In its Gartner Predicts 2012 research reports, the research firm says organizations will increasingly include the vast amounts of data from social networking sites in their decision-making processes. However, Gartner also says that over half of the investments made by companies in analytics tools will be wasted, because of cultural immaturity, a lack of required skills and inappropriate training levels.

In a Spotfire blog post from earlier this year, we also talked about the benefits of drawing upon the collective wisdom of a group by crowdsourcing analytics . One such forum is Kaggle, an online platform for predictive modeling competitions. Platforms such as Kaggle are making it possible for data scientists to come together on a wide variety of data modeling exercises.

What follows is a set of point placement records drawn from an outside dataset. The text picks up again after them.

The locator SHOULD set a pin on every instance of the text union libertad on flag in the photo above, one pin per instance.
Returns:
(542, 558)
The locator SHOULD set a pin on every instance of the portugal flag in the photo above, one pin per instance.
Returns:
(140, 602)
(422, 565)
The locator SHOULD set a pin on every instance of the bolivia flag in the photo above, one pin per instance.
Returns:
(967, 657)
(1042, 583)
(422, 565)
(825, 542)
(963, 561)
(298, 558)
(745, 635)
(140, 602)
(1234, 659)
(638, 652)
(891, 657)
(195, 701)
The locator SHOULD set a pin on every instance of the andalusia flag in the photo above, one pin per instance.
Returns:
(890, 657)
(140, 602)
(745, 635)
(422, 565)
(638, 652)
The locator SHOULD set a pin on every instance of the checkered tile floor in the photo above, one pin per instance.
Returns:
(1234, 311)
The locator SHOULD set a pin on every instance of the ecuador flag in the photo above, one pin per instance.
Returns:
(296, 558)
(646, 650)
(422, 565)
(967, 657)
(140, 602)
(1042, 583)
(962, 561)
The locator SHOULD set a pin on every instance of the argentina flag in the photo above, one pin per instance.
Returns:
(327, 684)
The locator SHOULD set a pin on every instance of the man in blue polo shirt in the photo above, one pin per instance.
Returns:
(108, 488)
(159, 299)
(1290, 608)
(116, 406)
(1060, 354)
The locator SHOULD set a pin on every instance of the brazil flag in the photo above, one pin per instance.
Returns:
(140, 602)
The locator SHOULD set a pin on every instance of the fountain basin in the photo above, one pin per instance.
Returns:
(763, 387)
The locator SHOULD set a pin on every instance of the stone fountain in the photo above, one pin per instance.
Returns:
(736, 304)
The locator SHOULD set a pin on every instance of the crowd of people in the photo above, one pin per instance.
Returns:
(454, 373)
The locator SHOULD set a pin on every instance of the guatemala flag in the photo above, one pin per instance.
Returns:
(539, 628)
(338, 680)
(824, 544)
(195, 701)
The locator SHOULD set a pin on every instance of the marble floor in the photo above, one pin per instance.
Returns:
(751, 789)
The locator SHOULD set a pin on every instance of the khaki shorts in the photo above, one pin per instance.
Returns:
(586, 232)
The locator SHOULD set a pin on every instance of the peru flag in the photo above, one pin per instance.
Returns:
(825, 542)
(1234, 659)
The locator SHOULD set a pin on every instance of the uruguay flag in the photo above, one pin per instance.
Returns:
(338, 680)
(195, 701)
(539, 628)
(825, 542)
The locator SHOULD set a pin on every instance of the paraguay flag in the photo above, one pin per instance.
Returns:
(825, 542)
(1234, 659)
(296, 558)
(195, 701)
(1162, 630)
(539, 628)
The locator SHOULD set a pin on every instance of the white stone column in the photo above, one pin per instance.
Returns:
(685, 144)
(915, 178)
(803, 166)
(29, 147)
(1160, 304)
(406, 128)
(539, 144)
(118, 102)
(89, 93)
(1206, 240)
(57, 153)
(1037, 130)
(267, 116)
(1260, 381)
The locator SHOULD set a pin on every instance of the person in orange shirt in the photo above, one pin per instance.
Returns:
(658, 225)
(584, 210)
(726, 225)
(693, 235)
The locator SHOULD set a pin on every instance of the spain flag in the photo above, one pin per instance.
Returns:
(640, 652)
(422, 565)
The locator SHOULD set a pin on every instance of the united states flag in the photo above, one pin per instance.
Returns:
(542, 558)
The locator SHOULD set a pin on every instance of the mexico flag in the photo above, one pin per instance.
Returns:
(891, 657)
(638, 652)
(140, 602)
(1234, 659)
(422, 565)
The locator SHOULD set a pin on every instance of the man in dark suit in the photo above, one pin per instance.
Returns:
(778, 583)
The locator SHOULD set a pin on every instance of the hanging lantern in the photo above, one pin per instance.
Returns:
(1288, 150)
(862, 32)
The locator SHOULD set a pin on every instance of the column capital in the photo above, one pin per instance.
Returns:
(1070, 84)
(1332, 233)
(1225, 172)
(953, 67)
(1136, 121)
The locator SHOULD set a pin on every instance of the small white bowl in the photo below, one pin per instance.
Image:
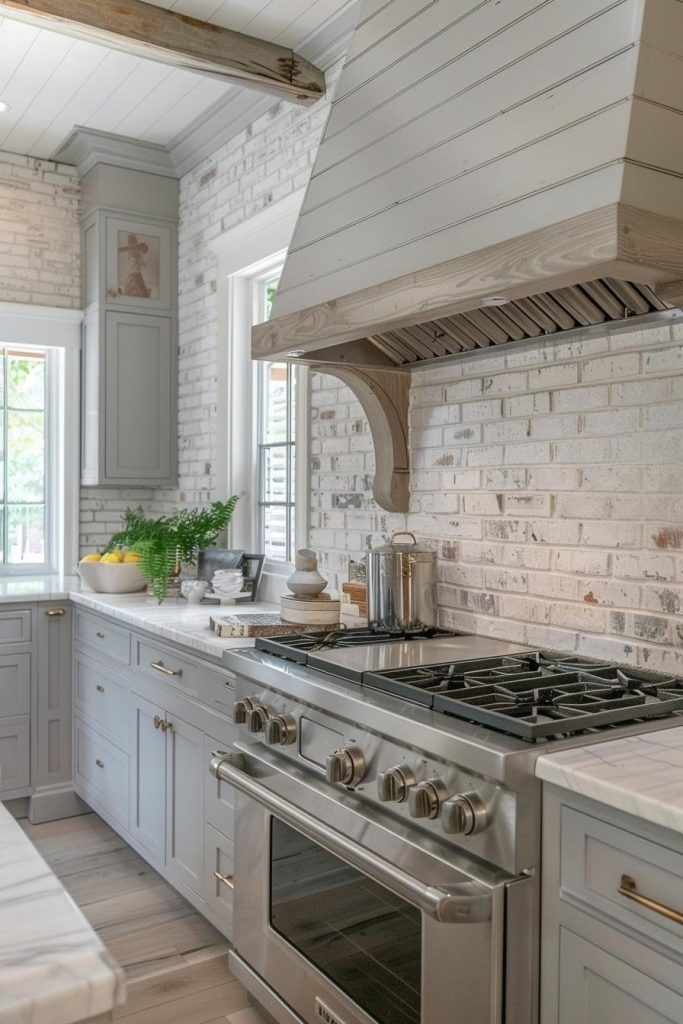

As described on its web site, Kaggle offers companies a cost-effective way to harness the “cognitive surplus” of the world’s best data scientists. For instance, Kaggle recently fielded a competition with a prize pool of $10,000 for teams of data scientists to accurately predict market responses to large trades.

Nonetheless, collaborative data modeling can also be fraught with challenges, as noted in an article on the topic by Ventana Research Vice President and Research Director David Menninger (@dmenningervr). Some approaches to collaboration have centered on the use of social media tools. But as Menninger argues, while social media can be a vehicle for supporting conversations between people, data modeling is a considerably more complex exercise that requires workflow techniques and approval processes. These are important factors for decision makers to take into account.

Still, some online communities that have cropped up have shown promise for new approaches to collaborative data modeling. For example, Cross Validated is a free, community-driven Q&A forum for statisticians, data analysts, data miners, and data visualization experts.

Some straightforward programmer-type questions such as “Does anyone know a way to segment words into syllables using R?” are fairly easy to answer in a Q&A forum such as Cross Validated. But other problems are likely to generate a variety of opinions where there isn’t necessarily a single valid answer. For instance, “What should k be in a k-fold cross validation?” Under these circumstances, disagreements between community members are likely to break out as to whether cross-validation works.

Participants and visitors can view the hottest threads based on votes or views, such as the best method to visualize large interaction between two factors. Another popular thread asks participants to name the most famous statisticians and what it is that made them famous.

More of these types of communities will continue to populate, creating additional opportunities for companies of all sizes to leverage the collective wisdom of the crowd. And while many of these sites aren’t perfect, they offer data scientists a terrific chance to connect with each other across all corners of the globe to brainstorm on approaches to tackling vexing problems.